In un altro esperimento, i ricercatori hanno trapiantato la pelle tatuata di un topo nero sul dorso di un topo albino. Anche questa volta, dopo circa sei settimane, gli studiosi notarono che sebbene tutte le cellule del trapianto fossero morte, l’inchiostro era ancora presente. Ma come è possibile tutto questo?
La principale funzionalità dei macrofagi è la fagocitosi, ossia la capacità di inglobare nel loro citoplasma particelle estranee. Quindi, quando queste cellule raggiungono la “ferita” causata dal tatuaggio, iniziano a inglobare l’inchiostro depositato nel tentativo di eliminarlo. Il team di ricerca ha spiegato che la permanenza dell’inchiostro del tatuaggio sulla pelle è dovuto al fatto che i macrofagi assorbono il pigmento e, una volta che questi muoiono, il pigmento contenuto nei macrofagi viene rilasciato e inglobato da un macrofago nuovo. Così facendo il pigmento resta bloccato all’interno del tessuto, in un meccanismo che si potrebbe definire di ‘cattura-rilascia-cattura’.
Inoltre, la stabilità del disegno è data dal fatto che i macrofagi hanno poca possibilità di movimento all’interno della pelle e le particelle di pigmento sono troppo grandi per essere drenate nei linfonodi attraverso i vasi linfatici. Il corpo, quindi, perde la lotta contro il tatuaggio ma continuerà a dargli battaglia per tutta la vita nel tentativo di eliminarlo.

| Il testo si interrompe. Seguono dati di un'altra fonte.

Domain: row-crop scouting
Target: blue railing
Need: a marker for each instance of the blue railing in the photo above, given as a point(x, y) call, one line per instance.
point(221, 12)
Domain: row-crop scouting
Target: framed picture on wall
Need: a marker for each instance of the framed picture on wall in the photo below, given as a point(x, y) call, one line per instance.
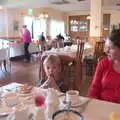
point(15, 25)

La scoperta del gruppo di ricercatori ha portato alla luce nuove conoscenze alla base del processo di permanenza del tatuaggio sulla pelle. Per questo, potrebbe fornire le basi per lo studio di nuove tecniche che potranno essere affiancate alla pratica del laser. Per esempio, si potrebbe inibire la funzione dei macrofagi per una breve finestra temporale, in modo che il pigmento non venga assorbito dal macrofago successivo. Tuttavia, ciò potrebbe comportare dei rischi: senza macrofagi attivi nel derma, le lesioni e le ferite non si riparerebbero e le infezioni potrebbero prosperare.
In realtà no, anzi, avere dei tatuaggi potrebbe stimolare il sistema immunitario in modo simile ad una vaccinazione finalizzata a renderci meno sensibili ad infiltrazioni patogene future. È come testimonia uno studio condotto presso l’Università dell’Alabama.

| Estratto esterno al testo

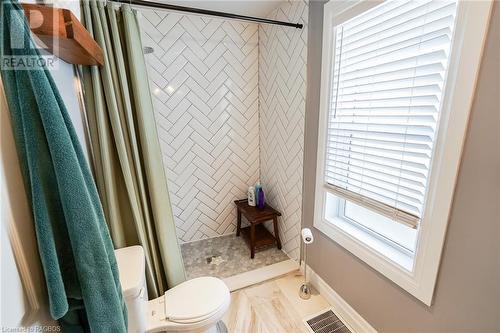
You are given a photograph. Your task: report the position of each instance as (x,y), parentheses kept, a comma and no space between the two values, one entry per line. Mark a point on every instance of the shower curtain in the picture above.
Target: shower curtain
(125,148)
(74,245)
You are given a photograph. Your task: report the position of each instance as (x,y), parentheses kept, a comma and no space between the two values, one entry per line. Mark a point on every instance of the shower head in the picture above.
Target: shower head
(147,50)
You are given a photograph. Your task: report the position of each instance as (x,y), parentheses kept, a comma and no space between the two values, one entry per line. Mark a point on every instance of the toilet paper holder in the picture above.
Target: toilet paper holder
(307,238)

Per condurre lo studio, sono stati raccolti campioni di saliva da 29 volontari, di cui 9 avevano effettuato un solo tatuaggio. Gli studiosi hanno rilevato nei campioni la presenza sia di immunoglobuline A, anticorpi in prima linea contro alcune infezioni, sia di cortisolo, l’ormone dello stress che reprime la risposta immunitaria. I campioni di saliva dei partecipanti al primo tatuaggio mostravano livelli di immunoglobuline A drasticamente più bassi rispetto alle persone che avevano già diversi tatuaggi. Ciò indicava sostanzialmente che i soggetti con più “esperienza in fatto di tattoo” possiedono un sistema immunitario più abituato a questo tipo di stress. Il coordinatore dello studio, Christopher Lynn, ha spiegato che, dopo la risposta allo stress, il corpo ritorna all’equilibrio iniziale.

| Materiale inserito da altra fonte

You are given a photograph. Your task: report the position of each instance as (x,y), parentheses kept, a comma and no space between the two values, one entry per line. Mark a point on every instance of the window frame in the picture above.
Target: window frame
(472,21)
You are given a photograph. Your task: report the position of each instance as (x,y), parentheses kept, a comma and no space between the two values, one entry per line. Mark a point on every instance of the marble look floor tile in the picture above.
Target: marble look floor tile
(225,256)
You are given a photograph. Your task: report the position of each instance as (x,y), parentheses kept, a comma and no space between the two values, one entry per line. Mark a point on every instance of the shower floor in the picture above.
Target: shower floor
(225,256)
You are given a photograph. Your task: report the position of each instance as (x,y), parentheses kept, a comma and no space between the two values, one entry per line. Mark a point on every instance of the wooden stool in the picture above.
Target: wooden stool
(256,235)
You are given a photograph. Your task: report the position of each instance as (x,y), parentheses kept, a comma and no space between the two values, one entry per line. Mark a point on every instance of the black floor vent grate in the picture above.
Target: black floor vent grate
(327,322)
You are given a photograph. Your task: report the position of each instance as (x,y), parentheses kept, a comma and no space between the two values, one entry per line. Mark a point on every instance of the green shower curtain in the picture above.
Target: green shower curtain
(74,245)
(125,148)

Tuttavia, se viene costantemente stressato, il corpo non ritorna al punto di partenza, ma regola il suo punto di equilibrio interno spostandolo più in alto.
Christopher Lynn
È chiaro che lo studio si è fondato su un ristretto numero di campioni e si sono analizzate solo due delle tante sostanze coinvolte nella risposta immunitaria del corpo. Ciò nonostante, questo studio rappresenta una buona base di partenza da cui partire per condurre nuovi esperimenti per valutare questo fenomeno, magari coinvolgendo anche persone non tatuate.